(0) Obligation:

Q restricted rewrite system:
The TRS R consists of the following rules:

app(app(map, f), nil) → nil
app(app(map, f), app(app(cons, x), xs)) → app(app(cons, app(f, x)), app(app(map, f), xs))
app(app(app(comp, f), g), x) → app(f, app(g, x))
app(twice, f) → app(app(comp, f), f)

Q is empty.

(1) Overlay + Local Confluence (EQUIVALENT transformation)

The TRS is overlay and locally confluent.

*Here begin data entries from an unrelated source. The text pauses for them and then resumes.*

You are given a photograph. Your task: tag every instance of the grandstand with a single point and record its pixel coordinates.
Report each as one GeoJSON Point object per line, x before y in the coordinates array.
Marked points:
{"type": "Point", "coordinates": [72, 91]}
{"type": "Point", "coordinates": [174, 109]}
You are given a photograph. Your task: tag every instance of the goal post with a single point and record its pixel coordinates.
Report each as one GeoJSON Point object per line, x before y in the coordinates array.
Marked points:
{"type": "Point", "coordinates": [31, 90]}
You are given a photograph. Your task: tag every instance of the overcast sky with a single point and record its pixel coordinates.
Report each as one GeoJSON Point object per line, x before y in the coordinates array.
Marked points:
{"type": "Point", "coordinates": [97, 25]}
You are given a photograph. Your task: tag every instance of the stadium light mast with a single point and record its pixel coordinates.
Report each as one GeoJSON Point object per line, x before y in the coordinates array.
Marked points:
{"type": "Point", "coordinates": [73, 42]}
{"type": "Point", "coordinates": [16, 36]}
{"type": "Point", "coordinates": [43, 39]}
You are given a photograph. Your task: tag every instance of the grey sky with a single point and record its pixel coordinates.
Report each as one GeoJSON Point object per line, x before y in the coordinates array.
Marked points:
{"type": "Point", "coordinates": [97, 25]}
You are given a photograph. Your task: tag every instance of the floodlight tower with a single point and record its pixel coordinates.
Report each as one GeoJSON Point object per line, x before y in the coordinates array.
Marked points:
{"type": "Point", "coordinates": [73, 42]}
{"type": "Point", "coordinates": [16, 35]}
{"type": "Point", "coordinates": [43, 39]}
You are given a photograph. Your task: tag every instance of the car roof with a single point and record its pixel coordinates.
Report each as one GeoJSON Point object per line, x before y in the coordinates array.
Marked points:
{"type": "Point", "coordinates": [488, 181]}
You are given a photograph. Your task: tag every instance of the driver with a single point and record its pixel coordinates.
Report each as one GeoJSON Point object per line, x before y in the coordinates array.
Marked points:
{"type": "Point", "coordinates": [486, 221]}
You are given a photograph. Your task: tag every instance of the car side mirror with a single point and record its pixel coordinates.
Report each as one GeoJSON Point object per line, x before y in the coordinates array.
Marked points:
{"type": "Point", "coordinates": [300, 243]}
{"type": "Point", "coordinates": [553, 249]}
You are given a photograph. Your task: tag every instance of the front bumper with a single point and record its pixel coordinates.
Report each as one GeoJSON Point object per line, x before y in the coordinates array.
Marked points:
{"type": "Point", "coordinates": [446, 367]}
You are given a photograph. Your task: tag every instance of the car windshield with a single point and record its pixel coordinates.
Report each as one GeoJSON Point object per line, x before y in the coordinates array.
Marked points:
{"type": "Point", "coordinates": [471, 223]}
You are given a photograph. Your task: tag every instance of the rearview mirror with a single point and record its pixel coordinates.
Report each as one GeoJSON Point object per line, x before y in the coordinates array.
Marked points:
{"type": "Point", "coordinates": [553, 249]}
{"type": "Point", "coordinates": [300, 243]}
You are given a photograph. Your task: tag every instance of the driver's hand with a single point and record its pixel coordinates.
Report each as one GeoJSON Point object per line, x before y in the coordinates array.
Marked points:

By [NOC] we can switch to innermost.

(2) Obligation:

Q restricted rewrite system:
The TRS R consists of the following rules:

app(app(map, f), nil) → nil
app(app(map, f), app(app(cons, x), xs)) → app(app(cons, app(f, x)), app(app(map, f), xs))
app(app(app(comp, f), g), x) → app(f, app(g, x))
app(twice, f) → app(app(comp, f), f)

The set Q consists of the following terms:

app(app(map, x0), nil)
app(app(map, x0), app(app(cons, x1), x2))
app(app(app(comp, x0), x1), x2)
app(twice, x0)

(3) DependencyPairsProof (EQUIVALENT transformation)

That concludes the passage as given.